As he approached, she thought he was coming towards her to greet her, and she wanted to invite him in, ask him to take off his cloak, and get to know him. But when he drew close to the castle he turned abruptly away and started walking around the building as if he hadn’t seen her. She ran after him, confused. It had been so long since she had found someone to talk to and she worried that her voice might have frozen as well. As she was running after him, she realized that just as he couldn’t see her, he couldn’t hear her either. She reached out to touch him, but as she did so she felt her body start to melt as well, as though to touch him was to die. She wasn’t ready yet so she let him go.
After that, every day for a month, the Sun God returned and every morning the Ice Princess watched him from the doorway of her castle, making his careful way through the trees and branches, slowly bringing light to everything and making the Earth green again. Every night the Ice Princess went back to her icy bed and dreamt of being able to be a part of spring, but she was scared of what she had felt when she touched him, and of the change it presaged.
One morning, as she watched, the Ice Princess noticed that the Sun God was not alone. He was with a beautiful brown skinned girl who held his hand and laughed and kissed him as they walked. She lay down on the warming ground and he joined her, bringing new life to the Earth where they lay. As she watched, she silently screamed, for she recognized her intense longing for him and yet she knew that they would never lie like that together because she was not made of the Earth. His warmth would be too much for her and she would disappear. Yet afterwards, as she watched them leave, she suddently felt ready. She prepared herself, knowing that the next time, if he came alone, she would reach out to him, at the risk of her own unknown transformation. Even though she knew she would melt, she would at least get to partake a little of his light.
The next day he came alone. He knew it would be the last time that he would have to take care of this portion of forest for the snow was almost gone. Only a few patches remained in the shadow of the rocks. The birds were singing and the trees were humming with the birth of new leaves unfurling. As she saw him make his rounds of the forest, going in and out of the trees, she felt ready. She saw him come and ran to him, throwing her slender white arms around him. As she did, she began to stream down and around his body, creating little rivulets and forming a small stream at his feet. The God felt blessed by this sudden, sweet shower and he blessed in turn the river as he passed, watching it run over stones, twist and turn as it found its path, gurgling through the forest.
It was then that the spirit of the Ice Princess understood and was glad to have embraced her change, for though she missed the cold solidity of her body, she loved the flowing feeling of being a part of everything and of bringing another necessary element to the life around her. In her own way, she also brought nourishment to the forest, and like the Sun God, she was integral to spring. She infused the land with creativity and growth. The Earth held her as the Sun sparkled on her burbling and babbling, shining through the branches of the trees and the leaves. She remembered the cycles and knew that the time would come when she would once again find her icy home.

Monday, January 2, 2017

Turning in

Solstice and the beginning of the roman calendar year is a dark time meant for turning inwards. We all enjoy this to differing extents. This year I've been able to do it at home, near the fire, in the forest, on a dirt road, in a closed room, in silence, with support and regular warm meals. It hasn't always been so and my winter grieving this year has been more bearable than most.

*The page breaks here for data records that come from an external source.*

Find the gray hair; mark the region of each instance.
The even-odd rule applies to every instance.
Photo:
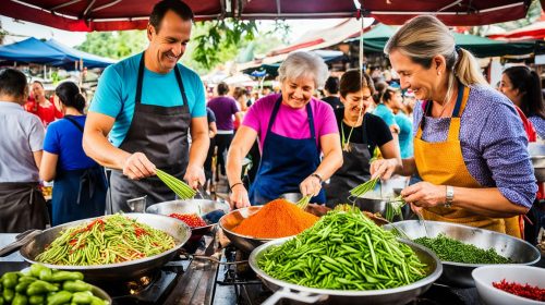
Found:
[[[316,88],[324,87],[329,76],[327,64],[315,53],[298,51],[290,53],[278,69],[280,83],[288,78],[298,80],[304,76],[312,76]]]

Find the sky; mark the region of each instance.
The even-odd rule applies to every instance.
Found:
[[[21,22],[14,21],[11,17],[0,15],[0,21],[2,22],[2,28],[10,34],[14,34],[16,36],[7,36],[5,44],[13,44],[20,40],[24,40],[31,36],[35,38],[55,38],[56,40],[64,44],[69,47],[74,47],[81,45],[85,40],[85,32],[68,32],[62,29],[57,29],[49,26],[44,26],[31,22]],[[295,40],[305,32],[311,29],[319,29],[331,27],[342,20],[339,19],[329,19],[329,20],[290,20],[287,21],[288,24],[291,25],[291,35],[290,41]],[[267,23],[272,24],[272,22],[262,22],[264,26],[267,26]]]

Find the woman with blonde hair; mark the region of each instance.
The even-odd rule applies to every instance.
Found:
[[[230,199],[237,208],[299,192],[314,196],[313,203],[325,203],[322,183],[342,164],[334,110],[313,98],[329,74],[324,60],[310,52],[294,52],[278,73],[281,93],[250,107],[229,149]],[[249,193],[241,180],[242,160],[256,139],[262,158]]]
[[[417,16],[388,40],[385,52],[419,102],[414,157],[402,166],[372,163],[373,176],[417,173],[401,192],[425,219],[521,236],[536,185],[526,137],[512,103],[487,85],[473,56],[455,45],[434,16]]]

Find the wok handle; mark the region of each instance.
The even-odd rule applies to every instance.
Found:
[[[316,302],[326,301],[327,297],[328,295],[324,294],[313,294],[306,292],[295,293],[288,288],[282,288],[281,290],[278,290],[271,296],[269,296],[269,298],[265,300],[265,302],[263,302],[262,305],[275,305],[276,303],[278,303],[278,301],[282,298],[314,304]]]
[[[1,248],[0,249],[0,257],[4,257],[4,256],[8,256],[8,255],[14,253],[15,251],[17,251],[22,246],[24,246],[26,243],[32,241],[35,236],[39,235],[40,233],[41,233],[41,230],[34,230],[34,231],[26,233],[23,237],[20,237],[17,240],[15,240],[13,243]]]

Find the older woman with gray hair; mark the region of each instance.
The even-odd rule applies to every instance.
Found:
[[[264,205],[294,192],[325,203],[322,183],[342,164],[334,110],[313,98],[328,76],[324,60],[294,52],[278,73],[281,94],[266,96],[250,108],[229,149],[227,175],[235,208]],[[241,181],[242,159],[257,138],[262,160],[249,194]]]

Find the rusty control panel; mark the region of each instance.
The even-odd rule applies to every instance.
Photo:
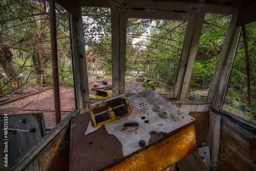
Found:
[[[163,170],[196,149],[195,119],[151,89],[90,111],[72,121],[70,170]]]
[[[126,95],[115,97],[89,106],[92,124],[94,127],[101,125],[132,113]]]

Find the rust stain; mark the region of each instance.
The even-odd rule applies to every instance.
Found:
[[[163,170],[196,149],[194,124],[105,170]]]

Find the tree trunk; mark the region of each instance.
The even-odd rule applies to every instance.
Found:
[[[20,84],[19,78],[16,77],[17,72],[12,64],[12,59],[13,53],[10,47],[6,46],[0,48],[0,63],[4,68],[5,72],[9,78],[12,78],[14,81]]]

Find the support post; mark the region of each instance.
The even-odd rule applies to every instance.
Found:
[[[58,52],[57,50],[55,2],[54,0],[50,0],[50,28],[51,32],[51,47],[52,75],[53,77],[53,94],[54,96],[54,108],[55,111],[55,123],[56,124],[57,124],[61,119],[60,117]]]

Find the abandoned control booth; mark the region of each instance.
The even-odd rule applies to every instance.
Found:
[[[11,170],[256,170],[255,125],[221,110],[241,30],[256,21],[255,1],[56,2],[71,14],[77,109],[13,163]],[[89,98],[81,7],[111,10],[113,100],[119,98],[118,103],[122,102]],[[185,100],[208,13],[231,17],[207,99]],[[148,89],[126,94],[127,100],[123,100],[130,18],[187,22],[173,93],[158,94]],[[95,107],[90,115],[88,104],[95,103],[101,111]],[[119,119],[112,119],[113,116]],[[209,149],[203,152],[209,158],[207,166],[197,150],[204,146]]]

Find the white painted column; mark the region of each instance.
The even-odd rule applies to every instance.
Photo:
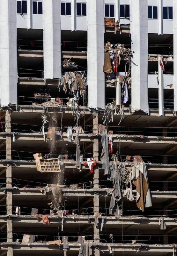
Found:
[[[32,0],[27,1],[28,13],[28,28],[32,28],[32,20],[33,18],[32,11]]]
[[[47,0],[43,4],[44,78],[61,79],[60,0]]]
[[[158,0],[159,35],[163,34],[163,4],[162,0]]]
[[[0,0],[0,105],[17,104],[16,1]]]
[[[159,56],[159,116],[164,115],[164,72],[160,65],[160,56]]]
[[[104,109],[104,1],[89,0],[87,7],[88,106]]]
[[[118,20],[119,21],[120,19],[120,0],[116,0],[115,2],[115,22]]]
[[[131,0],[131,102],[132,112],[148,112],[148,33],[147,0]]]
[[[174,110],[177,111],[177,0],[174,0],[173,72]]]
[[[76,0],[71,0],[71,31],[76,30]]]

I didn't post anything at all in 2016. I think the whole year was, in some ways, a turning inwards, but also a turning outwards in ways that didn't involve thinking about lines of words to present to a public. I was seeing and experiencing things more urgently and directly. I don't think I was alone in this. 

I do want to share more writing this year. I have lots to say that I learned from the trees, they need more human language users these days to speak for them, and I need to practice this form of expression, which sometimes feels so strange and difficult. It's crucial for our survival that we realize how connected we are to the land we live on, to other creatures, and to each other. I think our words, though often divisive, can help with this. 

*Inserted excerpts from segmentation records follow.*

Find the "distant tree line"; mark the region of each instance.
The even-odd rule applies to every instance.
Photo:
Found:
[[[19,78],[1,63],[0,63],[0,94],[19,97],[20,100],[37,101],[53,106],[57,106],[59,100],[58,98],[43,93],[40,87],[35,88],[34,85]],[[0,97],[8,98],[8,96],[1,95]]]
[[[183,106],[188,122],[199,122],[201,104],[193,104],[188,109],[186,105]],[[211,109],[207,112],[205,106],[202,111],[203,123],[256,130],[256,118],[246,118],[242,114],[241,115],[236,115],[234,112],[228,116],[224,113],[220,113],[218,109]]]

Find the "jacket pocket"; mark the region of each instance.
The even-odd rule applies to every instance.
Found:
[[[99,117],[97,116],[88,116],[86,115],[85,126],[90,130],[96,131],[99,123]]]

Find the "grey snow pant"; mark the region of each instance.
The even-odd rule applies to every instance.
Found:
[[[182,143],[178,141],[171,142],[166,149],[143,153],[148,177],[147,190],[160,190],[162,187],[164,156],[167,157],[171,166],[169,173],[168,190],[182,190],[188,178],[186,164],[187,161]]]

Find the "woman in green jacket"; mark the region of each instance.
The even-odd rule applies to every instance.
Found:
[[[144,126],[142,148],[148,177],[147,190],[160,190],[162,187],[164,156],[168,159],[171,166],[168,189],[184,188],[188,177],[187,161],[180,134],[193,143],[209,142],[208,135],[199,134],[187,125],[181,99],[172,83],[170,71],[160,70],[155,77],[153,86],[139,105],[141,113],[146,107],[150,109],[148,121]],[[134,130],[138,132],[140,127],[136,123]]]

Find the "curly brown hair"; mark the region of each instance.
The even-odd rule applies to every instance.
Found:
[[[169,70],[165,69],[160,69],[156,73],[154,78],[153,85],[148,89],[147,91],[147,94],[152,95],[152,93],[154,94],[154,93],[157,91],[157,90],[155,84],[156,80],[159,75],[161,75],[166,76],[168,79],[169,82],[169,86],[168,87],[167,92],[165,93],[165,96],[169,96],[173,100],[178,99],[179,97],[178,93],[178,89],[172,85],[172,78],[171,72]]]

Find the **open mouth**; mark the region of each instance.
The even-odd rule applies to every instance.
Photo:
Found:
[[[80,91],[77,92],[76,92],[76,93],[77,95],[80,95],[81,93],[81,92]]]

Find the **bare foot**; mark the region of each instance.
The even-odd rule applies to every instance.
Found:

Everything is happening inside, which is also what is happening outside. I'm becoming more and more familiar with my cycles which are also the outer cycles I am a part of. We've put new names on things, but at this time there is still a baby born to a goddess which is a new light bearing gifts. There are still many languages to learn that aren't our own, and that place that is always mysterious, that we can always turn to for contemplation and for ressources, to re-source (se ressourcer the French say). It's infinite inspiration. 

Dark Moon

This is my dark moon, and yours too, a chance 
to learn all you ever wanted
from the mountains of your heart
and the ridges of your soul.

You can be dark too,
and Time doesn’t know
the straight path down to your toes.

It picks its way among the bones,
whitewashed in moonlight
from the month before.

A month which dried them out
as, staring at the sky,
desert eyes and bright,
they shattered in their last attempt
to fix the progress of the mind.

Stay in this new place with me,
this sacred space, made of stardust,
and wait for the dawn
that will come on the wings
of locusts.

Sit and stir your pot for now
as we wait for the sun
that doesn’t come.

We recognize our devotion
to the present path,
our faith, even when
no light has ever shone
on these dark shores.

Monday, November 30, 2015

Finishing the document

So about a month and a half ago I turned in my dissertation.

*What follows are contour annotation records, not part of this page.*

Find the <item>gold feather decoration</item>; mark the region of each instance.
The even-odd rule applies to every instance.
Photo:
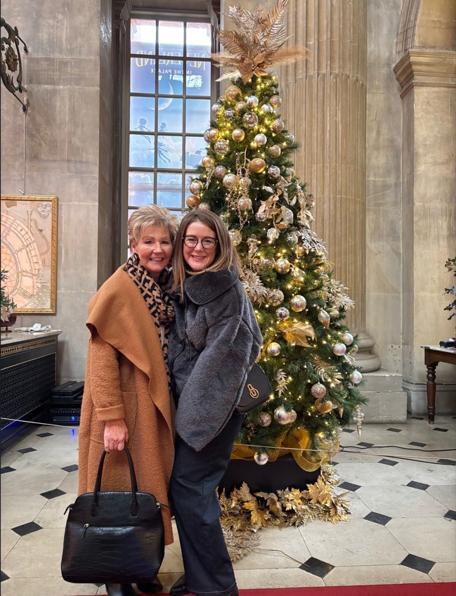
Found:
[[[267,74],[266,68],[308,56],[304,46],[281,47],[291,37],[287,36],[284,22],[287,8],[288,0],[277,0],[268,13],[261,4],[253,13],[241,6],[230,6],[228,16],[235,30],[219,30],[219,39],[225,51],[211,54],[217,65],[227,70],[218,81],[242,77],[247,83],[254,74]]]

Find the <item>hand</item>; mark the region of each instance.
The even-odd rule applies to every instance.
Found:
[[[105,423],[105,451],[122,451],[129,440],[129,429],[123,418]]]

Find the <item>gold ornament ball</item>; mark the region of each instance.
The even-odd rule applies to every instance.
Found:
[[[280,344],[276,343],[275,342],[272,342],[268,346],[268,354],[269,356],[272,356],[274,358],[277,358],[277,356],[280,354]]]
[[[244,141],[245,138],[245,133],[242,129],[235,129],[231,133],[231,136],[233,137],[233,140],[235,141],[236,143],[240,143],[241,141]]]
[[[200,205],[200,197],[197,197],[196,195],[190,195],[190,196],[187,197],[185,202],[187,203],[187,207],[189,207],[190,209],[195,209],[195,207]]]
[[[249,162],[249,169],[254,171],[256,174],[261,174],[264,171],[266,167],[266,162],[261,157],[254,157]]]
[[[258,424],[264,428],[268,427],[273,421],[273,417],[268,412],[260,412],[257,417]]]
[[[289,271],[290,268],[289,261],[287,259],[278,259],[275,261],[275,271],[278,273],[285,275]]]
[[[289,301],[289,305],[292,307],[292,310],[294,311],[295,313],[301,313],[307,306],[307,300],[306,300],[304,296],[297,294],[292,297],[292,299]]]
[[[281,153],[282,149],[280,149],[278,145],[273,145],[273,146],[270,147],[268,150],[268,153],[269,153],[269,155],[274,160],[278,157]]]
[[[200,180],[192,180],[188,188],[193,195],[198,195],[203,189],[202,182]]]
[[[234,102],[236,101],[236,98],[240,93],[241,90],[239,87],[236,86],[236,85],[230,85],[229,87],[226,88],[226,91],[225,91],[225,97],[227,101],[229,102]]]

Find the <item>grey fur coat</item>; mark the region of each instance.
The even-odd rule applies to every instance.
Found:
[[[230,420],[263,338],[237,272],[188,278],[176,292],[169,363],[178,400],[176,431],[200,451]]]

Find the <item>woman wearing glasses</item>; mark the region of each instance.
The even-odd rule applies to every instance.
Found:
[[[169,364],[177,406],[170,498],[185,569],[173,596],[237,596],[216,493],[242,422],[235,408],[262,341],[239,280],[226,227],[196,209],[181,222],[173,255],[176,320]]]

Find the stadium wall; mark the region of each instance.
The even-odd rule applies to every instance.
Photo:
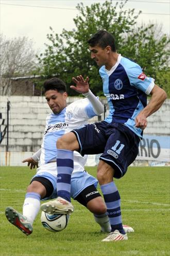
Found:
[[[69,97],[67,104],[79,99],[80,97]],[[7,152],[6,133],[1,144],[1,165],[24,165],[22,160],[31,156],[41,147],[45,119],[50,110],[43,96],[1,96],[1,134],[7,125],[8,101],[10,101],[9,149]],[[101,101],[106,104],[105,100]],[[148,126],[144,131],[146,138],[141,143],[137,158],[139,160],[169,162],[167,156],[169,155],[169,110],[170,100],[167,99],[158,111],[148,118]],[[106,116],[108,111],[107,110]],[[92,118],[90,122],[104,118],[103,114],[101,117]],[[97,157],[89,157],[88,165],[95,165]]]

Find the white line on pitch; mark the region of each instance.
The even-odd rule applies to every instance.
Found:
[[[142,201],[138,201],[138,200],[124,200],[123,199],[121,200],[122,201],[127,202],[127,203],[133,203],[134,204],[152,204],[153,205],[160,205],[163,206],[169,206],[169,204],[162,204],[160,203],[154,203],[152,202],[143,202]]]

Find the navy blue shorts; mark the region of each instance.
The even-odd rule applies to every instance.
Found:
[[[122,124],[103,121],[72,132],[78,141],[78,152],[82,156],[103,153],[99,159],[113,168],[117,178],[126,173],[138,154],[139,138]]]

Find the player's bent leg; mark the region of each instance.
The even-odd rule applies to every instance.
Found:
[[[122,234],[118,230],[116,230],[113,232],[111,232],[106,238],[103,239],[101,241],[117,242],[127,239],[128,237],[126,234]]]
[[[71,202],[58,197],[55,200],[42,204],[41,209],[49,214],[71,214],[73,213],[74,207]]]
[[[5,215],[8,220],[26,235],[31,234],[33,231],[31,223],[27,218],[11,207],[8,207],[5,210]]]

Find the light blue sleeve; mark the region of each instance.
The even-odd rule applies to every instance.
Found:
[[[127,64],[128,63],[127,61]],[[130,84],[137,89],[149,94],[155,85],[155,80],[147,77],[142,71],[141,67],[134,62],[130,62],[124,68],[128,77]]]

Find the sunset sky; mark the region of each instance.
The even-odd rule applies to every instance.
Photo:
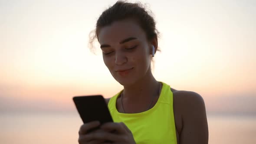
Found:
[[[198,93],[209,111],[256,114],[256,1],[141,1],[161,33],[157,80]],[[0,0],[0,111],[69,111],[73,96],[121,90],[88,46],[115,2]]]

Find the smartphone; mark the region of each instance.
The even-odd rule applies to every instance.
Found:
[[[101,124],[113,122],[105,99],[101,95],[73,97],[76,109],[84,124],[99,121]]]

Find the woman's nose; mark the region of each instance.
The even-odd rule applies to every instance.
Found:
[[[115,52],[115,63],[117,65],[121,65],[127,62],[127,57],[123,52]]]

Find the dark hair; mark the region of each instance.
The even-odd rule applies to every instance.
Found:
[[[91,32],[89,35],[90,47],[91,49],[93,48],[93,43],[95,38],[98,41],[98,35],[101,28],[109,26],[115,21],[127,18],[134,19],[138,23],[145,32],[148,40],[151,41],[156,37],[157,38],[159,32],[156,29],[156,22],[151,13],[151,11],[147,11],[141,3],[118,1],[113,6],[105,10],[98,18],[95,30]],[[92,36],[92,32],[94,33]]]

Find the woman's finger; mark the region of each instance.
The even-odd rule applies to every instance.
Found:
[[[121,123],[106,123],[102,124],[100,128],[107,131],[115,131],[119,134],[125,134],[127,132]]]
[[[82,125],[79,130],[79,134],[84,134],[89,130],[96,128],[100,125],[100,123],[98,121],[90,122]]]
[[[86,141],[88,140],[102,140],[111,141],[120,141],[122,138],[119,134],[106,131],[105,130],[99,131],[97,132],[90,133],[84,136],[86,137],[85,140]]]

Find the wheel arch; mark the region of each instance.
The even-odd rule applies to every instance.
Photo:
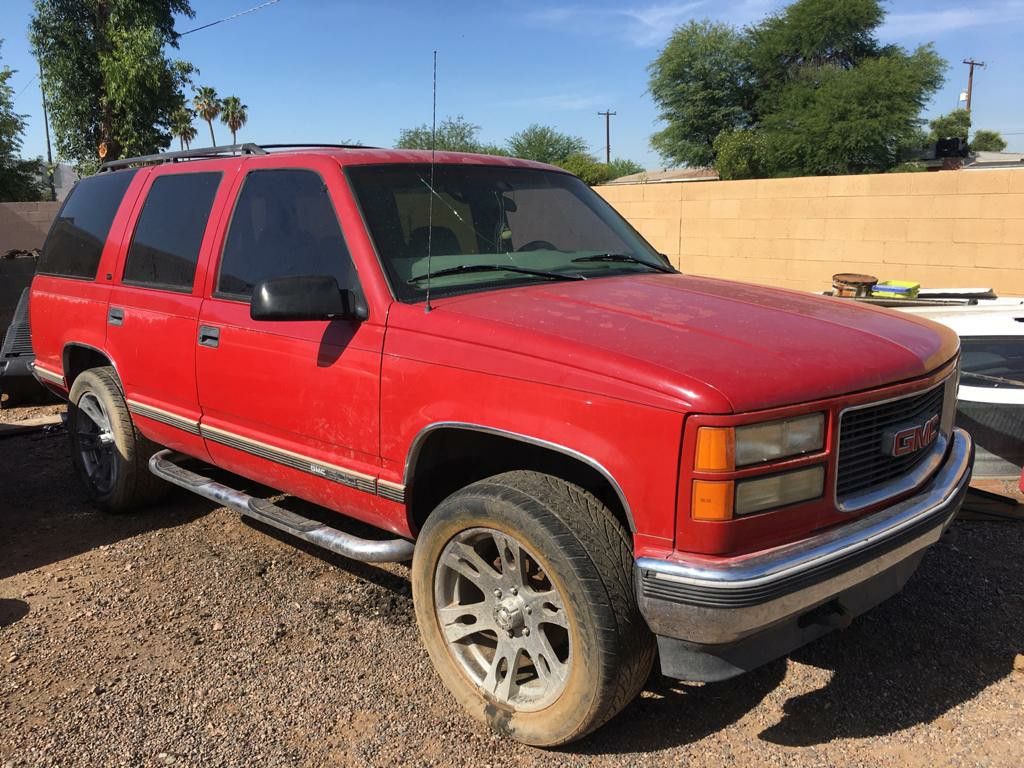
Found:
[[[574,482],[603,502],[627,530],[636,532],[626,494],[596,459],[556,442],[467,422],[430,424],[413,440],[404,469],[410,529],[419,531],[434,507],[460,487],[518,469]],[[424,482],[428,476],[430,481]]]
[[[123,382],[121,371],[111,356],[103,350],[90,344],[79,341],[68,342],[60,352],[60,364],[63,368],[65,384],[68,386],[69,392],[75,384],[75,379],[90,368],[110,366],[114,369],[118,382]],[[121,386],[123,387],[124,384],[121,383]]]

I realized today that, as I have been writing that book for so long, another one was being written, in the shadows, so to speak, and that I also have ten years of poems, at least, written on paper bags, the backs of envelopes, the bits and scraps of other projects, in journals, each one unfinished. There are in fact so many that I could beat my record and certainly post more than just a few year on here while I think of what to do with them.

And now I have the head space to do so.

And the Moon is in Leo, which makes one, usually so private, with my Black Moon Lilith in the eighth house, audacious, wanting to put oneself out there, here we go. For, in spite of the lover who thought himself clever to call me so, I am no Emily Dickinson. I will not keep all these poems in drawers. Every few days or so, I will pick one out of the piles on my desk, and if I like it I will post it and I will throw away the ones I don't. And who cares if there isn't any reason anymore to write poetry and if I'm all out of sync with the times.

They were meant to be read by someone, by you, though I didn't always think so, though it isn't always true.

This one I wrote during the last few weeks of writing. It's called 

Finishing the document 

My small heart a rabbit
I leap and thump
I don't know why
a basket that didn't burn
a relic untouched
a body that rose from the dead
a dream she lost an eye
they retreated to their rooms.

I've loved before now,
I have, what hurt
to let go of, to
love again, what prayer,
what bell,
I rang the one
in my heart
it was in tune with yours.

What's inside
so strong one moment
so fleeting then. 

I think, perhaps, it captures some of the frenzy of that last month of writing, of what I was reading and feeling, of what it's like to finish a long project.